In those days, dinner was still being served in this house, my dad still lived here, and he would come home from work around 4... I'd hate to hear that garage door open because I knew who would be walking through it, ready and willing to break me down in any way he could.

After dinner, I'd close myself off in my room, and listen to music. I didn't have the internet back then... no one did, and I can't even fathom that now. That's actually weirding me out a bit thinking about it.

I loved cold, clear nights, right before the sun went down -- it always reminded me of a church steeple and I don't understand why. My grandmother was still alive then and life wasn't quite as complex as it is now. I had no clue what I was in for.

I miss the feeling of looking forward to such miniscule things like watching and re-watching a concert I had previously recorded. I remember I couldn't wait to go to bed and pretend I was someone else... someone desireable. I had this entirely fabricated life as I laid in my bed, where my name was Chrissy, and I wasn't quite so ugly as I am in reality. It was a place where I could get as much attention as I wished I had in reality. Thinking back, this is probably why I slept so much.

As time goes by, I have a hard time believing anything existed before this point. When I think about my dad having lived here, I feel as though he never really did... that somehow it never really happened or it happened to someone else. I look back as though my life was lived by someone else -- someone other than me. It's hard to explain, I suppose.
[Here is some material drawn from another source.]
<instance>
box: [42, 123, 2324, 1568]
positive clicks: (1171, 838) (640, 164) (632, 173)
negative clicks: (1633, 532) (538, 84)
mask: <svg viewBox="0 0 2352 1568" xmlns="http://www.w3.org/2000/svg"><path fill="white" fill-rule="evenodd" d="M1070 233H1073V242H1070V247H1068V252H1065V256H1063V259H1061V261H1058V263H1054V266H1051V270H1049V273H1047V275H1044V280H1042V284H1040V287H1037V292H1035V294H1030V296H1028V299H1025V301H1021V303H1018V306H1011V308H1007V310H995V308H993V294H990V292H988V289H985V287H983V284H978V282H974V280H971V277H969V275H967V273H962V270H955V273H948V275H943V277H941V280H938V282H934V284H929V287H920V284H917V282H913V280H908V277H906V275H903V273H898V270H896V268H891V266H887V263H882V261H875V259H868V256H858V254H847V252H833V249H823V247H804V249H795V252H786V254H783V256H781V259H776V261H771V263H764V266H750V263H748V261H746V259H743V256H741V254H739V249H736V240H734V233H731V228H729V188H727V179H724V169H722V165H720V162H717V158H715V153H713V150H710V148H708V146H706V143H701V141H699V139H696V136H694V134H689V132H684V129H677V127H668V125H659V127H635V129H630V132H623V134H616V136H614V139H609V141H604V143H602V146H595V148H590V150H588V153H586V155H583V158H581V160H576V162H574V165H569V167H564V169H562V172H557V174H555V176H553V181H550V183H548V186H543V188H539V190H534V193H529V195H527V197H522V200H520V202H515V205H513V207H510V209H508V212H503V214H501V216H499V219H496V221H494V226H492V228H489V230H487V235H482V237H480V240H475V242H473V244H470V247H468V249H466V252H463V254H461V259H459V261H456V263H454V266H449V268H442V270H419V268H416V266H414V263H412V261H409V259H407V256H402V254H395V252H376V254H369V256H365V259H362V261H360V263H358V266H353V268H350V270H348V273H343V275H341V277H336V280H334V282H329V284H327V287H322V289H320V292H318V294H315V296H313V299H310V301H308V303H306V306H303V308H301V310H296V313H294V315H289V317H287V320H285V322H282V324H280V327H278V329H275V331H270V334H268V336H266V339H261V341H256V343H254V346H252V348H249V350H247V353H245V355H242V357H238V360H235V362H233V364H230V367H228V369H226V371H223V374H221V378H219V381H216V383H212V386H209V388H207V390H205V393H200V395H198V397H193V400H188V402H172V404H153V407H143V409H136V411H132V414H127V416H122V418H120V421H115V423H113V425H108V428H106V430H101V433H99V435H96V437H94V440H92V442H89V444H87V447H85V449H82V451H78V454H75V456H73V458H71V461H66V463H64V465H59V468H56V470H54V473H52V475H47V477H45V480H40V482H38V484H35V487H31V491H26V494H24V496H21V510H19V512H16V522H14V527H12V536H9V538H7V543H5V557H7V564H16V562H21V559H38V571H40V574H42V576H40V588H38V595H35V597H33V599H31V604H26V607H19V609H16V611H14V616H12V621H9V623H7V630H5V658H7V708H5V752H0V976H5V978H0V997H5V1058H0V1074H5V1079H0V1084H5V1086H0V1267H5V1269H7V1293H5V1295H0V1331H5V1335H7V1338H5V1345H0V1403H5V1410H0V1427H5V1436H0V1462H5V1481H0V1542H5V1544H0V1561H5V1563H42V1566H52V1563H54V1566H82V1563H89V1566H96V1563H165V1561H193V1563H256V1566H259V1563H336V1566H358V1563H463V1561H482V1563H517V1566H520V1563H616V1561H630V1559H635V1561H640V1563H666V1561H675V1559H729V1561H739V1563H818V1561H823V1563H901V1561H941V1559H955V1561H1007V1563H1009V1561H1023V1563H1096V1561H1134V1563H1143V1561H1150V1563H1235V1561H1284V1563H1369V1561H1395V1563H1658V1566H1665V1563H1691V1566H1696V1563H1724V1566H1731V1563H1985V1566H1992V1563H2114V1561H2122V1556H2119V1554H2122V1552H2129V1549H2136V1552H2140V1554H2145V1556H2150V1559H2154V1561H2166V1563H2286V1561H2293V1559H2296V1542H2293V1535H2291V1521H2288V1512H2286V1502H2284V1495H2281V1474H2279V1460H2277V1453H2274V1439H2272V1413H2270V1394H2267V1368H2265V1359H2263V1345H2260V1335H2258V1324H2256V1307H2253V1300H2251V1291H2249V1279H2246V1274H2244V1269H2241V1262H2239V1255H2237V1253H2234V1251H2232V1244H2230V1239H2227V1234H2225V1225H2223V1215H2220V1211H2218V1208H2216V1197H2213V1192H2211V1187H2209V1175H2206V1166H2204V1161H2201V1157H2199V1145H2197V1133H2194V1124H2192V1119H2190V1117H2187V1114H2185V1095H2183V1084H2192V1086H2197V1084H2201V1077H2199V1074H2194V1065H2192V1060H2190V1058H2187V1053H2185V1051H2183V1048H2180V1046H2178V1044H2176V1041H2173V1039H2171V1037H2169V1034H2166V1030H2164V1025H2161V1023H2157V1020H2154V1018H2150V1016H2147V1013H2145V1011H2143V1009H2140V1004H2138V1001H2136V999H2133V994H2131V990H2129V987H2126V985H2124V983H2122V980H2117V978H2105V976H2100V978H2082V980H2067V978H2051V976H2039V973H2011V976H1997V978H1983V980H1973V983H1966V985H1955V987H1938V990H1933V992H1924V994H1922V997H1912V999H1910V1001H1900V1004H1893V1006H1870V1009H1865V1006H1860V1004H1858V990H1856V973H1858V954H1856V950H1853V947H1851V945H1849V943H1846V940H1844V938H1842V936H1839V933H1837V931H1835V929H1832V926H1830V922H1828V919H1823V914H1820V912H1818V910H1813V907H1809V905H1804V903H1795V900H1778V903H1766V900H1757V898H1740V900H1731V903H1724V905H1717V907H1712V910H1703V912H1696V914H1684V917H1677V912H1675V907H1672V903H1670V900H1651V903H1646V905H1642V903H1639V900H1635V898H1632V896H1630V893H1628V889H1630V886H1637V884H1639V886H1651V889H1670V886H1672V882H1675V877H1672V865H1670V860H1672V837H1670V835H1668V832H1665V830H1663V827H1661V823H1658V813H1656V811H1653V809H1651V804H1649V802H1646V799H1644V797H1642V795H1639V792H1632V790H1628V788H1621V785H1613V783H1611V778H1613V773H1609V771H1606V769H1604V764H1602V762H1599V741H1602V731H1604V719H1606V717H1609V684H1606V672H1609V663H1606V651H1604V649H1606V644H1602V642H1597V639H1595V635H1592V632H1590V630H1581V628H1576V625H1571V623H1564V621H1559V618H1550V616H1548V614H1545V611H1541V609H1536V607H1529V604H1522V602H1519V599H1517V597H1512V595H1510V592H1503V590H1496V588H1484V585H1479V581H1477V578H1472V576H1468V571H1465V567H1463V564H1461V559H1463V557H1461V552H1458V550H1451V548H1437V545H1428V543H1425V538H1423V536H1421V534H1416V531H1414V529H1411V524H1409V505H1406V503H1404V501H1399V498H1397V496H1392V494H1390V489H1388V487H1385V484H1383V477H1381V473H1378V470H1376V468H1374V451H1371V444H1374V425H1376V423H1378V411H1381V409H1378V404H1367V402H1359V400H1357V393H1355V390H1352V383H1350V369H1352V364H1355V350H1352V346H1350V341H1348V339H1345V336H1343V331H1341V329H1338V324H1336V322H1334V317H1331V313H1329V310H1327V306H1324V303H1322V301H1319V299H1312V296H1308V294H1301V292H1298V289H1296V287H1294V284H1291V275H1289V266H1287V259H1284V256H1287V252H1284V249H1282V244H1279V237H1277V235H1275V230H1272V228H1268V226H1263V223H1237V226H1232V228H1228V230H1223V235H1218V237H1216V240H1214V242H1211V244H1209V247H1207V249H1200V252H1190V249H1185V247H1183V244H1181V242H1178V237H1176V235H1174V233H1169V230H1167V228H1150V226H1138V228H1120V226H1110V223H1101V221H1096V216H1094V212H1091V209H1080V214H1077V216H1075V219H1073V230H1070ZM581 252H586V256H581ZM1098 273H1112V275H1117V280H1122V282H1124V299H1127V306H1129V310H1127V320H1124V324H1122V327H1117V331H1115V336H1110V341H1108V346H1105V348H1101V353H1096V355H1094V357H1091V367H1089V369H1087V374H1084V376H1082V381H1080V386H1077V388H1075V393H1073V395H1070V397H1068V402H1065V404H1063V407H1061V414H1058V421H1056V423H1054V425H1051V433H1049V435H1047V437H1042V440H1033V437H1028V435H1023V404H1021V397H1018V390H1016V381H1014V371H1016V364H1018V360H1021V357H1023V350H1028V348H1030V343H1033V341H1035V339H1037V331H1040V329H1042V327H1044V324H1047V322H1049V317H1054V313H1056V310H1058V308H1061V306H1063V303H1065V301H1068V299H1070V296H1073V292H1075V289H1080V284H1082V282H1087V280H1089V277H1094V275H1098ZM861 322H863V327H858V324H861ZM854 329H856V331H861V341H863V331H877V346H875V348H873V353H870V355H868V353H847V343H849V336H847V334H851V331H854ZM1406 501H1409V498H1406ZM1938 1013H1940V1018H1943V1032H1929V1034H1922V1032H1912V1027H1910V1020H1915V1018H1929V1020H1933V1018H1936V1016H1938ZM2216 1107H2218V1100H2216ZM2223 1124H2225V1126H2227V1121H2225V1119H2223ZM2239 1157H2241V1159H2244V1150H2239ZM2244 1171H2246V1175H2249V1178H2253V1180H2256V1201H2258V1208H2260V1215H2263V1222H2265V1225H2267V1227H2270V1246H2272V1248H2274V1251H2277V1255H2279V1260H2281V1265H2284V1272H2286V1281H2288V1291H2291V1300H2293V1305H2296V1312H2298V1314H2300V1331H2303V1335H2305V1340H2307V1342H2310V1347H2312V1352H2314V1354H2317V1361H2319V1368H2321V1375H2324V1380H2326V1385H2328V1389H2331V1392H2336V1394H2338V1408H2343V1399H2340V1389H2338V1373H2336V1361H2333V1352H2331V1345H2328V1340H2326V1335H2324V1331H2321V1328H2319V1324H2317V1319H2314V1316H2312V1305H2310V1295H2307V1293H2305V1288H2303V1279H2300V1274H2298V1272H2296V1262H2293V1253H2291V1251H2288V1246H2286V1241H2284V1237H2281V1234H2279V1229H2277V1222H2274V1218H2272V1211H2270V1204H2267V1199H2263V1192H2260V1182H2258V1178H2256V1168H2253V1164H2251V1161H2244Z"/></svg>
Time seems to go by so quickly, and reflecting back, I can see the different chapters of my life and it's so hard for me to accept that those times are gone. I can't even convey how terrifying that is for me, and the cold, hard fact of this reality is like a knife stabbing me repeatedly; twisting ocassionally in mockery of the things that are unstoppable.

My aunt Sally always used to sit on the couch, always at the bend, and she'd sigh and say, "time marches on." It does, indeed, march on. It's a morbid march. It's an unforgiving and unyielding march.

There I go again -- being too sentimental and not being able to help it whatsoever.